The specific mechanism behind this association is unknown; in vitro data suggest that the chemical composition of cigarette smoke (e.g. carbon monoxide, nitrosamines, polycyclic aromatic hydrocarbons) induces a pro-inflammatory state evidenced by increases in TNF-α and IL-1β32,33. In theory, the pro-inflammatory effect of cigarette smoke on myocardial tissue may promote the cellular hypertrophy, fibrosis, and structural abnormalities that ultimately lead to increased LV mass and its downstream sequelae9. SHS exposure is also associated with increased oxidative stress, endothelial dysfunction, arterial stiffness, and imbalance between sympathetic and parasympathetic control; all can contribute to LVH2,34,35.

Given that our study suggests that SHS exposure is associated with increased LV mass independent of other known risk factors, this is further substantiation behind the need for more restrictions on smoking in public areas. This is especially important in low- and middle-income countries and poor communities since these regions have been shown to have the highest levels of SHS exposure36,37, so policies targeting these areas would likely experience the largest health benefits.

Strengths and limitations

Our study has several limitations. The cross-sectional design of the analysis is subject to temporality and residual confounding. In addition, the measurement of serum cotinine was obtained during the time of laboratory collection only, so this may not represent the true degree of exposure in a given participant. ECG was used to estimate the LVMI, however, the gold standard of LV mass measurement is cardiac MRI; ECG-LVMI is significantly less sensitive38. Additionally, ECG-LVMI measurements were validated based on echocardiography, which may overestimate the degree of LV mass19. Further, participants with high levels of physical activity have been shown to have increased LV mass39, so this is another potential confounder we were unable to adjust for.

Strengths of our study include a large sample size and racially diverse population. Our measure of SHS exposure is also a strength since we were able to provide an objective level of exposure based on serum cotinine levels. In addition, since it is unlikely for SHS exposure to cause serum cotinine ≥10ng/mL in true non-smokers, we excluded participants who may have had questionable self-reported smoking status14. Despite the limitations of this study, our results indicate a novel association that can be considered a first approach of a more complete investigation using a prospective cohort or other study design.

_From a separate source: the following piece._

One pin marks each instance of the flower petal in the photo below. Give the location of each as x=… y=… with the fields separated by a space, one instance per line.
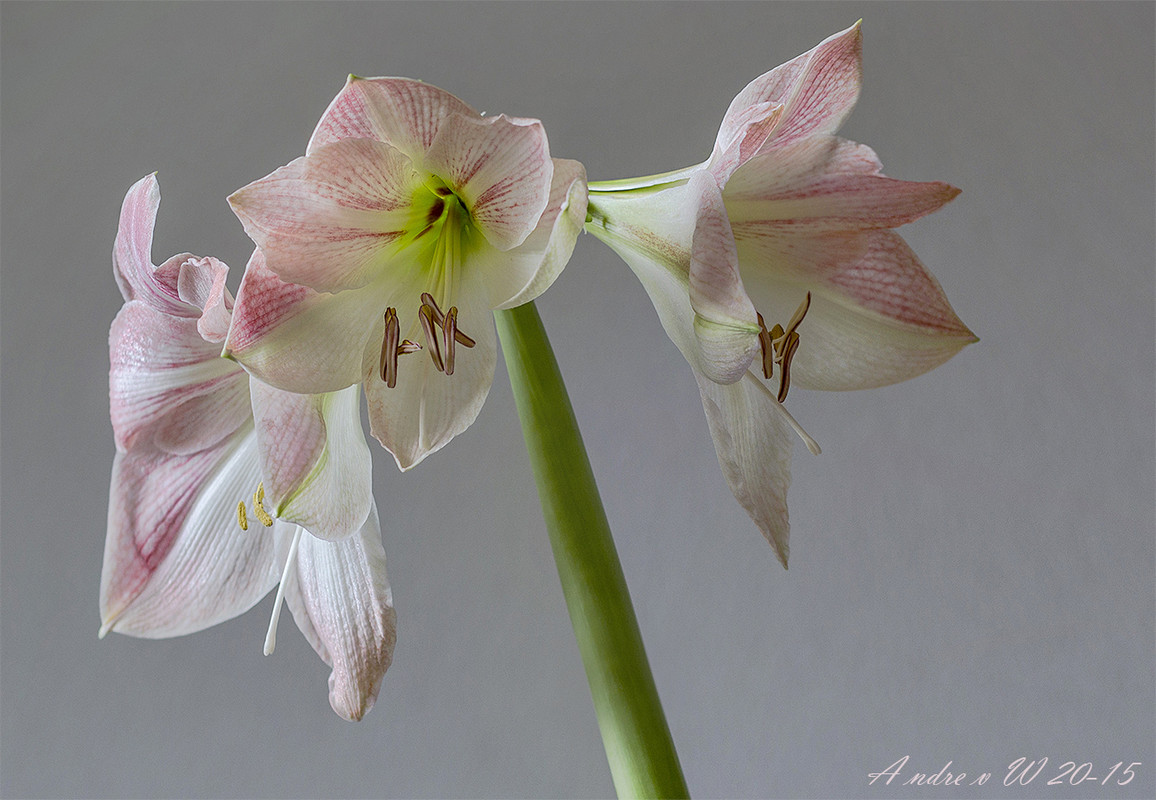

In a racially diverse sample of non-smokers, SHS is associated with increased LV mass with a dose-response relationship between level of exposure and LV mass. There was also significant effect modification present among obese participants. These findings underscore the harmful effect of passive smoking on the cardiovascular system and highlight the need for more restrictions on smoking in public areas, especially in countries or regions with less-stringent public health policies. Further, the effect modification by obesity merits a personalized risk assessment when counseling patients on potential harms of SHS exposure.